Com’è sorta l’idea di raccogliere i saggi di Traduttori come mediatori culturali e in base a quali criteri li avete selezionati?
L’idea mi è venuta riflettendo sul fatto che quando leggiamo un libro tradotto, non facciamo mai caso al traduttore. Al massimo leggiamo il suo nome sul frontespizio, ma ignoriamo tutto il lavoro che la traduzione comporta, le lunghe riflessioni sul testo e la paziente ricerca per capire termini, concetti, allusioni, metafore e riferimenti intertestuali, tutto inteso a trasmettere il messaggio, l’effetto e l’atmosfera del testo di partenza al lettore nella cultura d’arrivo. È questo lavoro certosino che costituisce la mediazione culturale alla quale si fa riferimento nel titolo del volume.

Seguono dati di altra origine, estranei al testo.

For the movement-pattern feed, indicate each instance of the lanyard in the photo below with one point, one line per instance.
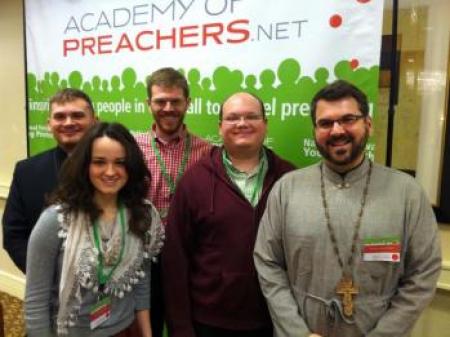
(186, 152)
(259, 183)
(253, 198)
(103, 277)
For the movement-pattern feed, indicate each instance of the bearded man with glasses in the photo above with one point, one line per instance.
(210, 280)
(346, 247)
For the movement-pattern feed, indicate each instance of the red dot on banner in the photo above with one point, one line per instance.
(336, 21)
(354, 63)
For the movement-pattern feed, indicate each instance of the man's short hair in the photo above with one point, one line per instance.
(69, 95)
(261, 104)
(167, 78)
(336, 91)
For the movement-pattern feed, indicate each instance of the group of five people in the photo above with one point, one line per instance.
(217, 241)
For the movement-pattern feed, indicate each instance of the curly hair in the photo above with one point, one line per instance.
(338, 90)
(75, 191)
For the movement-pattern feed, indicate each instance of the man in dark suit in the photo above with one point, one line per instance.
(71, 114)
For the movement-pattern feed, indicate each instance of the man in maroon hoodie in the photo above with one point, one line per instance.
(211, 287)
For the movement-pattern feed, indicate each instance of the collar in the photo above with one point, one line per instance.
(346, 180)
(229, 165)
(175, 138)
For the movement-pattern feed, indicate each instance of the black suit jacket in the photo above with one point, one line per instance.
(33, 179)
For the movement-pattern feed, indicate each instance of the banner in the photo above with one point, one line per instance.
(282, 51)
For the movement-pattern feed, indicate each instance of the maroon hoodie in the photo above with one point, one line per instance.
(208, 271)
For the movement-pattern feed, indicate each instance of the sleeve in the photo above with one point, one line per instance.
(156, 239)
(176, 265)
(16, 229)
(422, 267)
(142, 289)
(272, 272)
(42, 263)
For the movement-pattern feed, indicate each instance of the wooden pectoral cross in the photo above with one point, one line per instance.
(347, 289)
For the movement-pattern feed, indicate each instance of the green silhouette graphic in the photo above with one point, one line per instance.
(285, 91)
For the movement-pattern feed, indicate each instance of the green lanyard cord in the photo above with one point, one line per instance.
(103, 277)
(259, 178)
(186, 152)
(258, 185)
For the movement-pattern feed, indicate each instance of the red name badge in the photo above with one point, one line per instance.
(381, 250)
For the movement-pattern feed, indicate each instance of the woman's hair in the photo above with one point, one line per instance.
(75, 191)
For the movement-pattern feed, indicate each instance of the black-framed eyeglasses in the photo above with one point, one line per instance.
(236, 119)
(344, 121)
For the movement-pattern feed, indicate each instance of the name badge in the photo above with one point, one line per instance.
(100, 312)
(382, 249)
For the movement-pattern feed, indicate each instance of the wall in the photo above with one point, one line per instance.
(433, 322)
(12, 133)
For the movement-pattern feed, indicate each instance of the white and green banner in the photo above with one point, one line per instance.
(282, 51)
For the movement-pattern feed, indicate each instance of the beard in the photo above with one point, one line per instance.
(343, 157)
(169, 123)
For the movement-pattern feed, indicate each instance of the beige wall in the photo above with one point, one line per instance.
(434, 322)
(12, 132)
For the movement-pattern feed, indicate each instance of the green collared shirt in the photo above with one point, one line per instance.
(250, 184)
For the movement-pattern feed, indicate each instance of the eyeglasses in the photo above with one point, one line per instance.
(235, 119)
(162, 102)
(60, 117)
(345, 121)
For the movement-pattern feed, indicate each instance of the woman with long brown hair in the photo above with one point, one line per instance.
(88, 255)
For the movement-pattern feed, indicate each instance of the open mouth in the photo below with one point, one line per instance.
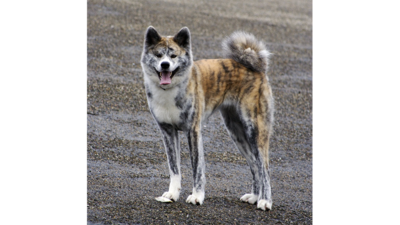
(166, 76)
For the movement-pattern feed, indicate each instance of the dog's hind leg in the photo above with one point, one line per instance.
(251, 135)
(236, 131)
(172, 148)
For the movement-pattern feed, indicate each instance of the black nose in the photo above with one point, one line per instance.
(165, 65)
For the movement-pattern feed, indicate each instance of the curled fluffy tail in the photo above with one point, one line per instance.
(244, 48)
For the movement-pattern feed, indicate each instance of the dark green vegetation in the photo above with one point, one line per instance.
(126, 167)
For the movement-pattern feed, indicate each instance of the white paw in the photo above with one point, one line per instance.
(171, 195)
(250, 198)
(196, 198)
(264, 204)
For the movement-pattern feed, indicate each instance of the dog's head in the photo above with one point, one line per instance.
(166, 60)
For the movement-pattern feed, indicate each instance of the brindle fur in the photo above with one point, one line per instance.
(236, 86)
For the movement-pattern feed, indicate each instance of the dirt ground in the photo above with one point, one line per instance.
(126, 166)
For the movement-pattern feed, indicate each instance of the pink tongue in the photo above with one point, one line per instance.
(165, 78)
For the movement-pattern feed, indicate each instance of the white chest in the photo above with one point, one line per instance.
(163, 106)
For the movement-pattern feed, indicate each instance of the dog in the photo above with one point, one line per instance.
(182, 94)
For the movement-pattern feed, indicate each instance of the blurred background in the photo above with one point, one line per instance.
(125, 161)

I saggi raccolti nel libro gettano luce sul rapporto tra i traduttori e la pratica della traduzione, il loro rapporto col testo di partenza e con l’autore tradotto. Abbiamo voluto presentare un’ampia panoramica di contributi in cui si analizza la mediazione culturale esercitata sia da traduttori italiani sia da traduttori stranieri che hanno tradotto testi italiani. Nei saggi di Maria Adelaide Basile e Olga Gurevich, sono proprio le traduttrici che raccontano le proprie esperienze di mediazione culturale nella traduzione letteraria.
Nella premessa al libro lei e gli altri curatori affermate che «la traduttologia si è trasformata in uno dei settori prominenti delle scienze umane». Può spiegarci com’è cambiato il ruolo delle traduzioni e dei traduttori nella società di oggi?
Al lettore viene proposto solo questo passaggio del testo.